One of the many topics one hears about during discussions on the future for health IT is the concept of “improved collaboration tools to improve outcomes”. There’s a lot of potential for technology to increase the collaborative effectiveness between the various players that a healthcare consumer (e.g. patient) must interact with in order to navigate the healthcare continuum.
Let’s look at the example of rehabilitative therapy. I’ve had two surgeries on the same knee, with two different surgeons in two different states. I’ve been to a number of physical therapists across a number of states – some of these therapists I picked myself, and some I was referred to by the surgeon who performed the operation. The results of all of this have been mixed. My knee is okay (but not great) and the experience was okay, but not great. So who is responsible for my good (but not great) experience?

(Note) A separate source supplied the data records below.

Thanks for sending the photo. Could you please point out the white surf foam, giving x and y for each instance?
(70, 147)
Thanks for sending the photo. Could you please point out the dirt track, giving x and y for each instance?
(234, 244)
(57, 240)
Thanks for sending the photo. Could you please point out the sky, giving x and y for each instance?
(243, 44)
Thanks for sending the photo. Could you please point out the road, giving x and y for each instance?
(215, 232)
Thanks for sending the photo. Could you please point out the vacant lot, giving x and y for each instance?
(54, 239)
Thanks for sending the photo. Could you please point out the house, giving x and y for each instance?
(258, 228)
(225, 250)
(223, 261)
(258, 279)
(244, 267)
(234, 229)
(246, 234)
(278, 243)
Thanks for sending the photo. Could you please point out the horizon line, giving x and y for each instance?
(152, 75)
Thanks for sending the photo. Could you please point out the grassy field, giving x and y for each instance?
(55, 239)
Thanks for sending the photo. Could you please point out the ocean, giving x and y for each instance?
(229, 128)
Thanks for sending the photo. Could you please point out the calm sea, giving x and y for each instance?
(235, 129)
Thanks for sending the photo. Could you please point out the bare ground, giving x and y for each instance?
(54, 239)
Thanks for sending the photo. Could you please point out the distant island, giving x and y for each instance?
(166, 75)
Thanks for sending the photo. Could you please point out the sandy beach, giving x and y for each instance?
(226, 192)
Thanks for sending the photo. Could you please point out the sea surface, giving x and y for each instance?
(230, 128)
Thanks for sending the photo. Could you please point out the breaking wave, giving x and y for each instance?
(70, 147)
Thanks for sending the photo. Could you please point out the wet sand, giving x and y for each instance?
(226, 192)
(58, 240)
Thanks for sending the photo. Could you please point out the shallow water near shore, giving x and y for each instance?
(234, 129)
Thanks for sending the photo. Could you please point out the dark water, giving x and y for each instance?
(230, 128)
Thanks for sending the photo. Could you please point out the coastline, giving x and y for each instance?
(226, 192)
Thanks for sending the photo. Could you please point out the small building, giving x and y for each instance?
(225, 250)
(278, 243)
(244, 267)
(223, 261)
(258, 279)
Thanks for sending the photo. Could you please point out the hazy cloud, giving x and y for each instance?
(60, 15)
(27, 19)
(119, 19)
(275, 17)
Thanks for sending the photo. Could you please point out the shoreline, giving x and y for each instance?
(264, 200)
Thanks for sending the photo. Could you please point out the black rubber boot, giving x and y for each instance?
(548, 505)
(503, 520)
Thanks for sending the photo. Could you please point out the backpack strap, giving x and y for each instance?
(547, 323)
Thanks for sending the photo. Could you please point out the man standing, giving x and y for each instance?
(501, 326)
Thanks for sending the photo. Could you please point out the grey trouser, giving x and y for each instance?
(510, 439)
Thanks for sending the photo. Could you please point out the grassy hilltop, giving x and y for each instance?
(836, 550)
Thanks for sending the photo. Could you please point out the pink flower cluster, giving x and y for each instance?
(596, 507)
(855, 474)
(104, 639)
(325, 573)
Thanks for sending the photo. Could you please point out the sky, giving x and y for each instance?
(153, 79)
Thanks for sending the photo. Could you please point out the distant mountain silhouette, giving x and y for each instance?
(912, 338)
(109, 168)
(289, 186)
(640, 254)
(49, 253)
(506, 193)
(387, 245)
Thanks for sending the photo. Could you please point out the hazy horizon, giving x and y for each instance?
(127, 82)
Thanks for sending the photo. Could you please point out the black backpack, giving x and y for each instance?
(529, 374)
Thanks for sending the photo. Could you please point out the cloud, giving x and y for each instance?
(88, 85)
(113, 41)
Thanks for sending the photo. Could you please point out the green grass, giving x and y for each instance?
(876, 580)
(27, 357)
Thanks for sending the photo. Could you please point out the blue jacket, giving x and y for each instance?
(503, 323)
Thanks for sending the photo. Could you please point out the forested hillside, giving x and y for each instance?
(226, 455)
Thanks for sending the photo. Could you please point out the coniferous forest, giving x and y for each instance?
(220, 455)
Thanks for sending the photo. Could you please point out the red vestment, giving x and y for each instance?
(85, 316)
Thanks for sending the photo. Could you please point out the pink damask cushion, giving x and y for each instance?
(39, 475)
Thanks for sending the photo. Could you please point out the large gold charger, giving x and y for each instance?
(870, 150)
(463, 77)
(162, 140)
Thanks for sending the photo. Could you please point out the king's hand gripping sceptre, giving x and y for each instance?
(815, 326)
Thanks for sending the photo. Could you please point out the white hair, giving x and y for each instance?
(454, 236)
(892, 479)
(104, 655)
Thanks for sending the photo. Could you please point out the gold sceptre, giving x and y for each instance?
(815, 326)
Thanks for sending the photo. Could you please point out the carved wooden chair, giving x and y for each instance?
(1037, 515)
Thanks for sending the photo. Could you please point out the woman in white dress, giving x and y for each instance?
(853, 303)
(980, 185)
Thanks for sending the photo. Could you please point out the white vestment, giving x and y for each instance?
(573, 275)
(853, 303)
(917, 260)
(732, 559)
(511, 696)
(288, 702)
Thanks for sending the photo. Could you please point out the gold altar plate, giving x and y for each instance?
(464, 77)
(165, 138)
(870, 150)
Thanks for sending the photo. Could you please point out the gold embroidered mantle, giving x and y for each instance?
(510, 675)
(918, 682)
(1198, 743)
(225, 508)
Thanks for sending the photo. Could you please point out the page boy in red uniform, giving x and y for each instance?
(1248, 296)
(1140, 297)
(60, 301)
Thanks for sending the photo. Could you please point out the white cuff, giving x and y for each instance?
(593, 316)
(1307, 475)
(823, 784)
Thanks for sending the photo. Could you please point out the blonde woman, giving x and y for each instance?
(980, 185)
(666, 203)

One of the things that I learned through my experience is that the process is very fragmented, with no consistent thread from start to finish other than myself. I’ve heard various conflicting ideas regarding which of the current players should be filling this role, but I’m not sure any of the current players should be filling that role. Think about it: if you want the best surgeon to work on your knee, then you want the surgeon who has a) done that operation many times, and b) has the lowest rate of complications. That means that you’d likely rather not have a surgeon who spends 30% of his/her time focused on things other than purely perfecting the art of replacing that ligament. For me, based upon my experience I want the surgeon who has done the operation so many times that they can do it in their sleep. Same goes with a physical therapist – I want someone who is plugged into the latest and greatest thinking on how to rehabilitate my injury/my surgery. Someone who has the most innovative ways to rehabilitate my leg. I don’t necessarily want someone who is spending their valuable time managing the administrative aspects of their case load, filling out paperwork or conducting some other task not related to being the best physical therapist I can get.
So right now, there’s a vacancy in terms of a patient like me having someone who is the overall coordinator of my care. The beauty of proposed online collaboration tools is that they can be a conduit of information and communication that can therefore enable the only proper overall owner of my care to play that role effectively – me. For too long, we patients have expected someone else to care more about our overall health than we do, and that just doesn’t make sense to me. Don’t get me wrong. I want my surgeon to care as much as I do (if not more) about making the replacement ligament strong, viable and lasting. I want my physical therapist to care as much as I do about rebuilding my strength in my leg to make that new ligament last. But let’s face it – in the current health model, there’s no one who cares about the entire value chain – from injury to being able to say “I’m healed” – other than me. So I think these new collaborative tools are a great way to enable me as the patient to live up to that role.
That said, one key question remains: who will pay for the collaborative tools? As much as I want great care and as much as I want to recover from my injury and the subsequent operation, I’m loath to pay N dollars per month for access to a collaborative tool that I feel should already exist in the marketplace, particularly when I already think my healthcare premiums are too high. I don’t see the surgeons paying for the availability of these tools either. That leaves either the physical therapists or the health plans to pick up the tab for these collaborative tools. The trick is going to be able to demonstrate the return on investment to them by higher marketshare or increased member retention. I think the case can be made – particularly to those innovative thinkers out there.